Track Rebirth. We show CenterTrack with track rebirth (\(K=32\)) in the last row of Table 5. While the MOTA performance keeps similar, it significantly increases IDF1 and reduces ID switch. We use this setting for our MOT test set submission. For other datasets and evaluation metrics no rebirth was required (\(K=0\)).

5.6 Comparison to Alternative Motion Models

Our offset prediction is able to estimate object motion, but also performs a simple association, as current objects are linked to prior detections, which CenterTrack receives as one of its inputs. To verify the effectiveness of our learned association, we replace our offset prediction with three alternative motion models:

No Motion. We set the offset to zeros. It is copied from Table 4 for reference only.

Kalman Filter. The Kalman filter predicts each object’s future state through an explicit motion model estimated from its history. It is the most widely used motion model in traditional real-time trackers  [2, 45, 46]. We use the popular public implementation from SORT  [2].

Optical Flow. As an alternative motion model, we use FlowNet2  [15]. The model was trained to estimate dense pixel motion for all objects in a scene. We run the strongest officially released FlowNet2 model (\({\sim }150\) ms/image pair), and replace our learned offset with the predicted optical flow at each predicted object center (Fig. 3).

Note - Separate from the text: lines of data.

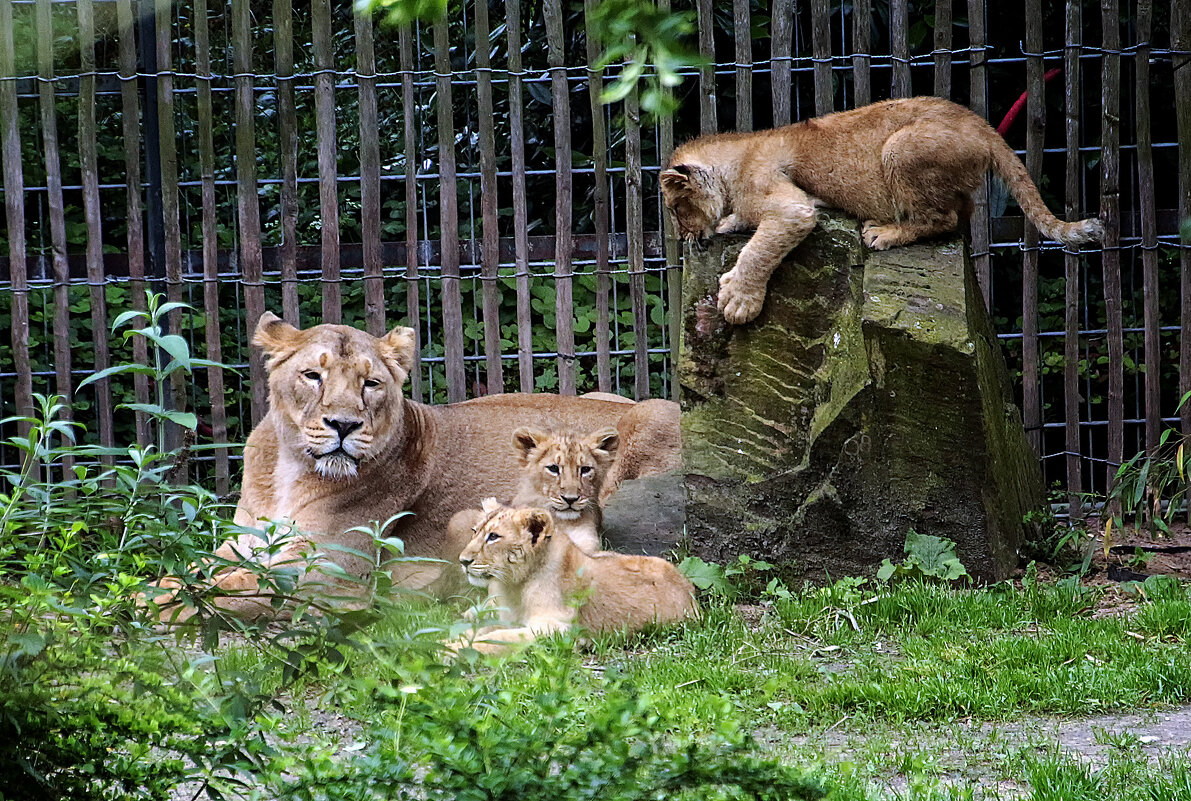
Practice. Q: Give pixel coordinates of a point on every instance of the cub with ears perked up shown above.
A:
(906, 168)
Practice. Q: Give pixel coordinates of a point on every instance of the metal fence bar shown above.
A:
(448, 210)
(57, 214)
(600, 210)
(565, 308)
(1072, 263)
(490, 255)
(248, 206)
(369, 176)
(1110, 210)
(328, 161)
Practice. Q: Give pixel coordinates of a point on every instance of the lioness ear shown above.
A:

The results are shown in Table 6. All models use the exact same detector. On the high-framerate MOT17 dataset, any motion model suffices, and even no motion model at all performs competitively. On KITTI and nuScenes, where the intra-frame motions are non-trivial, the hand-crafted motion rule of the Kalman filter performs significantly worse, and even the performance of optical flow degrades. This emphasizes that our offset model does more than just motion estimation. CenterTrack is conditioned on prior detections and can learn to snap offset predictions to exactly those prior detections. Our training procedure strongly encourages this through heavy data augmentation.

Fig. 3.
figure 3

Qualitative results on MOT (1st row), KITTI (2nd row), and nuScenes (3rd and 4th rows). Each row shows three consecutive frames. We show the predicted tracking offset in arrow. Tracks are coded by color. Best viewed on the screen. (Color figure online)

6 Conclusion

We presented an end-to-end simultaneous object detection and tracking framework. Our method takes two frames and a prior heatmap as input, and produces detection and tracking offsets for the current frame. Our tracker is purely local and associates objects greedily through time. It runs online (no knowledge of future frames) and in real time, and sets a new state of the art on the challenging MOT17, KITTI, and nuScenes 3D tracking benchmarks.